Let me try this again....sorry guys....


----------



## JUMPMAN (Jun 5, 2005)

Limbs...


----------



## VanillaGorilla (Jul 22, 2005)

Is that in addition to their GM, AeroTec and Matrix risers? Somewhere down the road I'd like to upgrade to a different riser. I like the Matrix, but that Helix looks really nice too.


----------



## JUMPMAN (Jun 5, 2005)

VanillaGorilla said:


> Is that in addition to their GM, AeroTec and Matrix risers? Somewhere down the road I'd like to upgrade to a different riser. I like the Matrix, but that Helix looks really nice too.


Im not into recurves however in the catalog the Gamemaster,Aerotec and Matrix still look the same and the Helix is brand new....


----------



## atyau (Oct 11, 2004)

is that all of the hoyt limbs? Did they discontinue the Vectors??!!


----------



## Marcus (Jun 19, 2002)

atyau said:


> is that all of the hoyt limbs? Did they discontinue the Vectors??!!


Yeah, a few months ago.


----------



## die-languh (Mar 23, 2005)

Damn that looks superb!


----------



## NHSarcher (Oct 15, 2004)

*Differences*

What's the difference between the Helix and the Aerotec?


----------



## Hoytusa84 (Jul 15, 2003)

Next year will we see HelixElite hehe? The lower back part looks somewhat like the lower front part of the UltraElite


----------



## VanillaGorilla (Jul 22, 2005)

The obvious (to me) differences are: the Helix is slightly lighter than the AeroTec and it has the Riser Shocks on it. The cut-outs appear to be a little different too.


----------



## die-languh (Mar 23, 2005)

that would be nice a ultrahelix haha :nixon:


----------



## J-san (Oct 12, 2004)

Cool concept on the Helix. I wonder how it compares to W&W's foam damped Xpert and NX. Aesthetics wise, I still prefer the Matrix.


----------



## TexARC (Mar 5, 2003)

The Eclipse is also a welcome addition to the lineup, positioned between the GM and the Aerotech! Very interesting for 2006.


----------



## Dave T (Mar 24, 2004)

I'm curious where you folks are getting this information? Hoyt's web site has the same old stuff they had weeks and months ago. Don't mean to sound like I doubt any of you, just wonder where to find out more.

Dave


----------



## Leighton (Aug 24, 2004)

Go to your local shop and beg them for a Hoyt 2006 catalog. If your lucky, they'll have one, if not. Go to a different one.


----------



## Dave T (Mar 24, 2004)

Guess I will have to wait for the web site to be up dated. I never go to local shops. Around here they are full of wheels...and camo. Most of the people behind the counters aren't even sure what a recurve is (LOL).

Dave


----------



## Leighton (Aug 24, 2004)

Dave T said:


> Guess I will have to wait for the web site to be up dated. I never go to local shops. Around here they are full of wheels...and camo. Most of the people behind the counters aren't even sure what a recurve is (LOL).
> 
> Dave


Same here, but doesn't mean the shops don't stock hoyts. And those hunters buy hoyts, so...


----------



## ProShopGuy (Sep 23, 2005)

Anyone have a picture of the Eclipse???

How does it fit in the line up?

Thanks


----------



## Jimmy Sweden (Oct 24, 2005)

can some one post o picture of the eclipse we unlycky sweds only have 4 archery stores ond none of them in my town so it wont work to beg for the catalog


----------



## timppa (Feb 29, 2004)

*Eclipse*

Not so good pic, but you can see what it looks like. :teeth:


----------



## limbwalker (Sep 26, 2003)

Okay, how many times can we reinvent the Axis?

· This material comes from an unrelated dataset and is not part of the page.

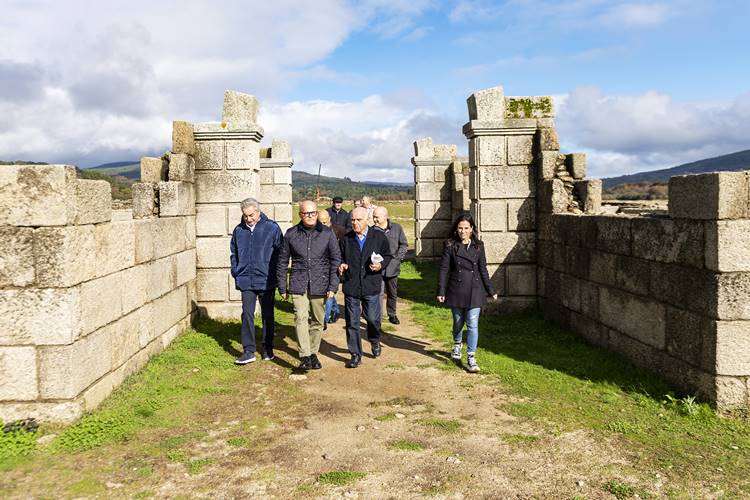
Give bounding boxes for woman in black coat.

If that's the Eclipse, then what's the point? I don't understand why the Aerotec needed to be replaced by either the Helix or the Eclipse based on what I see in those pictures.

John.


----------



## Jim C (Oct 15, 2002)

limbwalker said:


> Okay, how many times can we reinvent the Axis?
> 
> If that's the Eclipse, then what's the point? I don't understand why the Aerotec needed to be replaced by either the Helix or the Eclipse based on what I see in those pictures.
> 
> John.



come on john-a smart law enforcement officer-especially a FED like you knows the answer. You know how long a good riser lasts-my first sky has over 120,000 shots on it and I can't tell it from a brand new one I just started using. its like tennis racquets. I used to be a head sponsored player for squash (where you do break racquets on the wall) and they gave me their top tennis racquet in 1983 or so. Guess what, I have a bunch of the newer versions but its still in good shape 22 years later.

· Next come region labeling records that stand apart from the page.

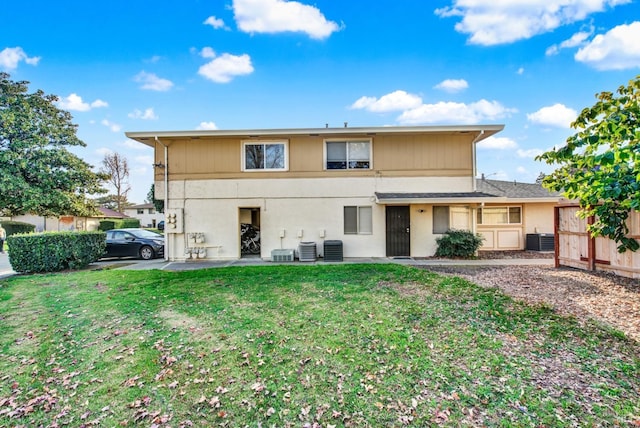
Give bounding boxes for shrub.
[2,221,36,237]
[7,232,106,273]
[436,229,484,259]
[98,218,140,232]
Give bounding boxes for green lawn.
[0,264,640,427]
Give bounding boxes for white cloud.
[196,122,218,130]
[200,46,216,58]
[133,155,154,166]
[133,71,173,92]
[546,28,593,56]
[434,79,469,93]
[435,0,631,46]
[233,0,341,39]
[0,46,40,71]
[96,147,113,158]
[527,104,578,128]
[575,21,640,70]
[398,99,517,125]
[351,90,422,113]
[516,149,544,159]
[128,107,158,120]
[198,48,253,83]
[478,136,518,150]
[57,93,109,111]
[203,16,225,30]
[100,119,122,132]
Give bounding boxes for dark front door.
[386,206,411,257]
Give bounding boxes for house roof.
[375,192,506,204]
[125,125,504,147]
[124,202,154,210]
[476,178,562,202]
[98,207,129,218]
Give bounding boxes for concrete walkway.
[0,253,554,279]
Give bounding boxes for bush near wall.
[436,229,484,259]
[98,218,140,232]
[7,232,106,273]
[2,220,36,236]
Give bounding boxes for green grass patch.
[0,264,640,427]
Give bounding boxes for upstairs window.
[242,141,287,171]
[325,140,371,169]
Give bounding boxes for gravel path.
[426,266,640,342]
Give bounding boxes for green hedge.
[2,220,36,236]
[436,229,484,259]
[98,218,140,232]
[7,232,106,273]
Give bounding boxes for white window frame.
[342,205,373,235]
[476,205,523,226]
[322,138,373,171]
[241,140,289,172]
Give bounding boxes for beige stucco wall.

Hoyt, and others, have to create a feeling that you can't compete with your 6 year old axis against the newest thing off their production lines so you will go out and BUY another riser even though even a heavy poundage guy like you will get at least ten years of 50K arrows a year out of that Axis. I buy alot of bows-I can afford them and I think as a coach I have a duty to really understand what's available to my kids but that sky you saw me shoot at louisville was the one I shot my first 1000 , 1100 and 1200 with and those first two scores were 8 or so years ago. 

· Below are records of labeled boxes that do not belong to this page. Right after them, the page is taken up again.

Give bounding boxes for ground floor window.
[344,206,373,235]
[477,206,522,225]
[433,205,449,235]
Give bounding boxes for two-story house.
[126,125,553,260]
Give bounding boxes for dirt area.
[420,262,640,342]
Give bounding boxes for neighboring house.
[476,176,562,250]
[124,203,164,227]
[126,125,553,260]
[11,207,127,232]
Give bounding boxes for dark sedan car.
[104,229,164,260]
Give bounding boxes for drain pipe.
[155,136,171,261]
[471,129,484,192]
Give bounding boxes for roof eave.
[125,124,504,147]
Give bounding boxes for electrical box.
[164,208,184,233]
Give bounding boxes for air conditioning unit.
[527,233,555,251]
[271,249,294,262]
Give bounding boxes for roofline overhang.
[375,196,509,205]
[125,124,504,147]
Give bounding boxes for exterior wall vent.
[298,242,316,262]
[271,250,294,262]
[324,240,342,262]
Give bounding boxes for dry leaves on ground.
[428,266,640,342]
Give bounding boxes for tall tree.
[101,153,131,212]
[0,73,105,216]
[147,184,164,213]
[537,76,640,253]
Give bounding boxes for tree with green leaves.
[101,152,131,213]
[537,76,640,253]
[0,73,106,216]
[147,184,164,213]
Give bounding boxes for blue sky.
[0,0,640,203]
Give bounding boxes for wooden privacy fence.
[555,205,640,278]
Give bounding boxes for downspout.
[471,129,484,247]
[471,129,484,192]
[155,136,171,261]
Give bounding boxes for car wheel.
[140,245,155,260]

one of the things I liked about Sky was your bow wasn't obsolete (heehee) the next catalog. same with PSE, they are pretty good at introducing a new model while keeping the old one in the brochure (I see the intrepid is finally gone but it was around since at least 00). I love hoyt bows, I really respect gt and DR but as a now former hoyt dealer its a pain having sold someone an expensive compound and see it dropped the next year. rather than cause the guy to come back and buy another hoyt, chances are the guy gets pssed off and switches to Martin or Mathews


----------



## x1440 (Jan 5, 2003)

The Helix has those riser shox (50 cent rubber pieces :wink: ) things that are probably going to increase the price of the riser by $100  :tongue: 
Does the TEC system really make a big difference? I wish they would bring back the radian.
What really is the point of the 2 new TEC riser? They look almost exactly the same. At least the Axis and Aerotech had different designs.


----------



## Leighton (Aug 24, 2004)

Come on John, the helix is even lighter than the aerotech which is even lighter than the axis. So of course they have to discontinue the aerotech and replace it with this new and improved version!  

I'm not buying into it. Looks the same as the old 'tech.


----------



## limbwalker (Sep 26, 2003)

Yea, Jim... They just get "worn out" don't they? ha, ha, ha. I agree about Earl's approach. Very practical and I liked that. This super-hyped-up marketing baloney that Hoyt and Mathews seem to have perfected makes me a little ill. Not that their products aren't first rate, because they are, but they really know how to take advantage of the consumer.



> Does the TEC system really make a big difference?


x1440, IMO yes it does. Stiffens the riser considerably. My Axis riser has to be the stiffest thing ever produced. My Zenit is very stiff too, but just slightly softer than the Axis from what I can tell.

But honestly that bar behind the grip bothers me. I am still a big fan of the Axis and probably always will be, but I never really cared for that bar next to my wrist. Just ain't natural  

John.


----------



## MerlinApexDylan (Oct 14, 2002)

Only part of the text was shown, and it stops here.